Aber wie passt dazu die Inszenierung des Linken-Chefs als „Frauenversteher“ und die etwas lächerlich anmutende Pose des weitblickenden Anführers verbunden mit dem Slogan „Ich kann. Ich will. Ich werde.“? Ist da nicht bereits die Grenze zur Politsatire überschritten? „Keineswegs“, findet Kliche: „Das war sehr schlau. Denn es ist die Spiegelung des CDU-Wahlkampfes mit ironischen Mitteln.“ Die Aussage, die dahinter steht, laute: Wir können die Macht übernehmen, aber unser Stil ist ein gänzlich anderer. „Es wäre mit Blick auf die autoritären Altlinken in der Wählerschaft auch aktuell unklug gewesen, mehr als allgemeine Werte zu vermitteln.“ Inzwischen scheint allerdings die Möglichkeit einer rot-roten Machtübernahme zu schwinden. Die SPD kam mit ihrer Spitzenkandidatin Katrin Budde bei der jüngsten Umfrage zur Landtagswahl (Insa) nur noch auf 16 Prozent. „Die SPD schrumpft langsam von einer Volks- auf eine Weltanschauungspartei zusammen. Auch ihre Wahlkampf-Kampagne spricht für eine gewisse Verzweiflung“, findet der Politologe.

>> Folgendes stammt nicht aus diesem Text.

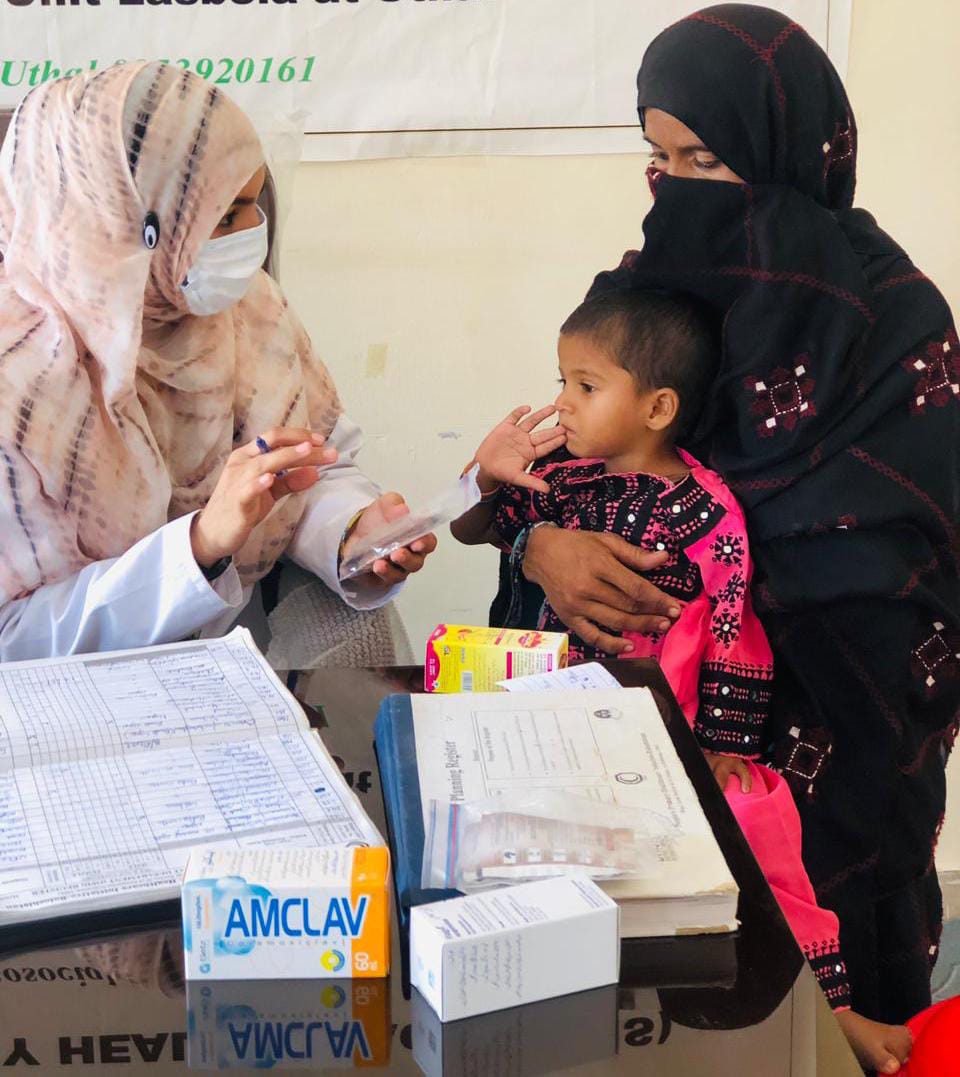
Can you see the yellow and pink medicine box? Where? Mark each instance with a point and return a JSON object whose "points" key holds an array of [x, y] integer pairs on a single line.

Als einzige der großen Parteien sei die SPD bemüht, tatsächlich Sachthemen auf ihren Plakaten zu vermitteln. Ein aktuelles Motiv zeigt Budde in der Arbeitswelt beim Gespräch mit einer Frau. „Es ist Zeit für gleiche Chancen“, lautet der Slogan. Kliche: „Da muss sich doch der Betrachter zwangsläufig fragen, warum es erst jetzt Zeit ist. Was hat die SPD denn in Regierungsverantwortung in den vergangenen fünf Jahren getan?“ Auch wirke das Motiv der mächtigen Politikerin, die herabsteigt zum Volk und Erkundigungen einholt, etwas sehr altbacken. Gänzlich frei von programmatischen Aussagen scheinen auch die Plakate der Grünen zu sein. Ein Großplakat zeigt unter dem Slogan „Grün für Mutter Natur“ ein Blümchen, eine kleine Biene und ein lachendes Smiley-Gesicht.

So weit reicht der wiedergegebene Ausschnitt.